A majority of the previous works on the retina focused on the methods of retinal layer segmentation. All of these approaches mainly consisted of two components, namely extracting features and training classifiers. To address the problem of insufficient training data and time-consuming propagation, the authors proposed a method for automatic diagnosis of AMD, DME and normal (NOR) in retinal OCT B-scans that can effectively identify different pathologies.

Their approach consisted of three parts: Preprocess the OCT B-scans to reduce the morphological variations, apply a pre-trained Inception V3 architecture on each OCT B-scan to extract its middle-level features automatically and train the CNN to extract the semantic level features of OCT B-scans for image classification.

In doing so, the authors produced an algorithm that was an effective method for retinal OCT detection and was a potentially impactful tool for computer-aided diagnosis and screening of ophthalmic diseases.

Qingge J, He W, Huang J, et al. Efficient deep learning-based automated pathology identification in retinal optical coherence tomography images. Algorithms. 2018;11(6):1-12.

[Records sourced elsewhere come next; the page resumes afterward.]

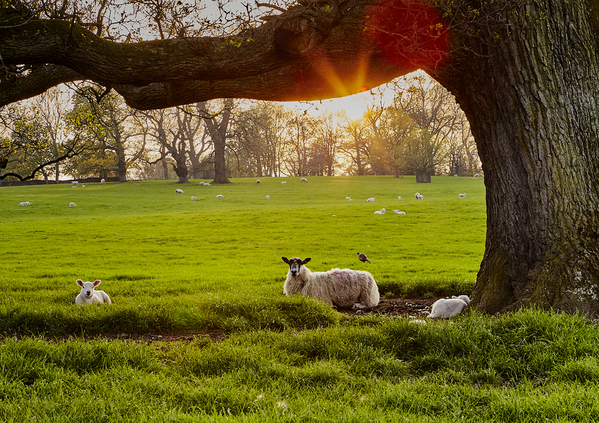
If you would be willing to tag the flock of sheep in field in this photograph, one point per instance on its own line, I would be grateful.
(342, 288)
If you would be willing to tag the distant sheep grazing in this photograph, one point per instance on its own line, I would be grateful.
(89, 295)
(344, 288)
(449, 307)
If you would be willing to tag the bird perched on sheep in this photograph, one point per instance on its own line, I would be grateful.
(89, 295)
(449, 307)
(344, 288)
(362, 257)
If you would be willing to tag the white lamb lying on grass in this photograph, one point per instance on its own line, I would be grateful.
(344, 288)
(90, 296)
(449, 307)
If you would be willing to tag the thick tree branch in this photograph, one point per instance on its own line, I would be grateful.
(311, 51)
(40, 79)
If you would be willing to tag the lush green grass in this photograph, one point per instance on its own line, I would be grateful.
(527, 367)
(172, 264)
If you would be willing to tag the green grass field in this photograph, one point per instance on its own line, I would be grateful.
(175, 265)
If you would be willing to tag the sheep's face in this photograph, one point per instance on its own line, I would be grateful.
(295, 264)
(87, 288)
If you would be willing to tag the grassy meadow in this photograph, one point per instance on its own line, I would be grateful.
(173, 265)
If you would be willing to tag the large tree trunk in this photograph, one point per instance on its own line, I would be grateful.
(531, 97)
(218, 133)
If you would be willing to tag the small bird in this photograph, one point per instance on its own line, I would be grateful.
(363, 257)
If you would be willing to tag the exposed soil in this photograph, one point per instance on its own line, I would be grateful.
(398, 307)
(416, 308)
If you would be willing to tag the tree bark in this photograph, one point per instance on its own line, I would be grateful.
(218, 133)
(531, 92)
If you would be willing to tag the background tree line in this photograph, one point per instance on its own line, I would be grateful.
(93, 133)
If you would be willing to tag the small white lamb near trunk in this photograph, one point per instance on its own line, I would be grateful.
(449, 307)
(344, 288)
(89, 295)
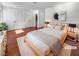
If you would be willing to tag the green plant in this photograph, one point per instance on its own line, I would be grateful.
(3, 26)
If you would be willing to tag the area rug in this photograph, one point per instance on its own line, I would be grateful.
(24, 49)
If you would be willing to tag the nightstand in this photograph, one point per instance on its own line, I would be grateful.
(72, 34)
(46, 24)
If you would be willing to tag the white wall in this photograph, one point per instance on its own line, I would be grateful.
(20, 18)
(72, 12)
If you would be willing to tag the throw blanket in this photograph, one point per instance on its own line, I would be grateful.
(51, 41)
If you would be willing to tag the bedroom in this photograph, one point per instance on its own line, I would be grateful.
(33, 28)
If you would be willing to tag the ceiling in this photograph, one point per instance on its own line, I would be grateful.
(32, 5)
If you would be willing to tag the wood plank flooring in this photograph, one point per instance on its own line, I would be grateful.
(12, 47)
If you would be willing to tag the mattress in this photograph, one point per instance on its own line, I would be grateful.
(46, 39)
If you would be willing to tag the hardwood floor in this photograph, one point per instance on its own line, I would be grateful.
(12, 47)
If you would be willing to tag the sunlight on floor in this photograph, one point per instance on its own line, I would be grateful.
(70, 47)
(19, 31)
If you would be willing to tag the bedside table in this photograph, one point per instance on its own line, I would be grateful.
(73, 36)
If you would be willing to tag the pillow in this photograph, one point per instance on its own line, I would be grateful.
(58, 27)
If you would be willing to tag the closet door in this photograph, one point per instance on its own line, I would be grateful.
(10, 18)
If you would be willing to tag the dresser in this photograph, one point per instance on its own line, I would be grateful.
(3, 41)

Evaluation of a Deep Learning Image Assessment System for Detecting Severe Retinopathy of Prematurity

For infants who do undergo retinopathy of prematurity (ROP) screening, accurate ROP diagnosis is difficult and requires identification of three parameters (zone, stage and plus disease), which are combined into a composite diagnostic category. Prior work has demonstrated the near-perfect accuracy of a deep learning (DL) retinal image analysis for diagnosing plus disease in ROP, according to the authors. DeepROP - developed by the Imaging & Informatics in ROP (i-ROP) research consortium – has been incorporated into a system termed ‘i-ROP DL’. However, the system was trained only to recognize plus disease. In this study, the authors investigated the overall clinical and public health applicability of this system by assessing its ability to identify broader diagnostic categories of ROP, as well as overall disease severity, from posterior pole images alone.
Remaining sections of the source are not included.